Michael J. McGrath, 47, of Montclair, New Jersey was sentenced to 14 years in prison for his role in orchestrating a scheme that bankrupted U.S. Mortgage Corporation and its subsidiary CU National Mortgage, according to U.S. Attorney Paul Fishman.
McGrath, who was the controlling shareholder of the company pled guilty to one count of mail and wire fraud conspiracy and one count of money laundering. The charges stem from allegations that McGrath conspired to fraudulently sell giant U.S. mortgage lender Fannie Mae hundreds of loans belonging to credit unions.
The loss to investors has been estimated to be around $139-million, but restitution has been calculated by government investigators to be less, requiring McGrath to pay $136 million to his victims.

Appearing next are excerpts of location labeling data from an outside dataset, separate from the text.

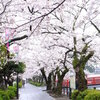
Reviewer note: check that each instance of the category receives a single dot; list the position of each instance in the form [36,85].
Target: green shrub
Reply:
[11,94]
[12,88]
[36,83]
[74,95]
[19,84]
[1,97]
[94,95]
[4,95]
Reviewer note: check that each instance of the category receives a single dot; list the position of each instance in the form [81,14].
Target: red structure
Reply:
[93,80]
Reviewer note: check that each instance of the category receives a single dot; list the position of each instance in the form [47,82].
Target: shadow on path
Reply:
[30,92]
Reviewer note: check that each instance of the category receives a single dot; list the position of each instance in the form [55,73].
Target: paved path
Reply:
[30,92]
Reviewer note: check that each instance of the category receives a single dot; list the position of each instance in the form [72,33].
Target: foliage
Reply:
[94,95]
[36,83]
[19,84]
[4,95]
[75,94]
[12,88]
[86,95]
[11,91]
[3,55]
[11,94]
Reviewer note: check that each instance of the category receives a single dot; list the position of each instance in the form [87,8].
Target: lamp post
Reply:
[16,49]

The case is part of President Barack Obama’s Financial Fraud Enforcement Task Force, which established an interagency special financial task force to wage an aggressive effort to investigate and prosecute financial crimes. McGrath is recognized as the first person to be successfully prosecuted as a result of the task force’s efforts.
Other members of the conspiracy included U.S. Mortgage’s chief financial officer, Leroy Hayden. McGrath directed Hayden, who provided reports to credit unions “falsely stating that loans that had been sold were still in the credit unions’ portfolios, to falsify records to conceal the fraudulent sales.”
The mortgage company president admitted that he devised a scheme to prop up U.S. Mortgage Company’s value, using the proceeds from the sales to fund his company’s lending operations, personal investments, including a house and a yacht and other investments he made for the company.
The pace of the fraudulent sales made to Fannie Mae increased during 2008 and 2009 as the mortgage market became unstable as a result of the financial crisis, and growing doubts over the loans authenticity.
In January 2009 dozens of law enforcement officers and federal agents executed a search warrant at U.S. Mortgage and CU National’s Pine Brook, New Jersey headquarters, resulting in hundreds of employees losing their jobs. Just a few weeks later the company filed for bankruptcy.
As part of a sentencing agreement, McGrath consented to forfeit $14-million in assets that the government had seized or froze in bank accounts associated with him and the business.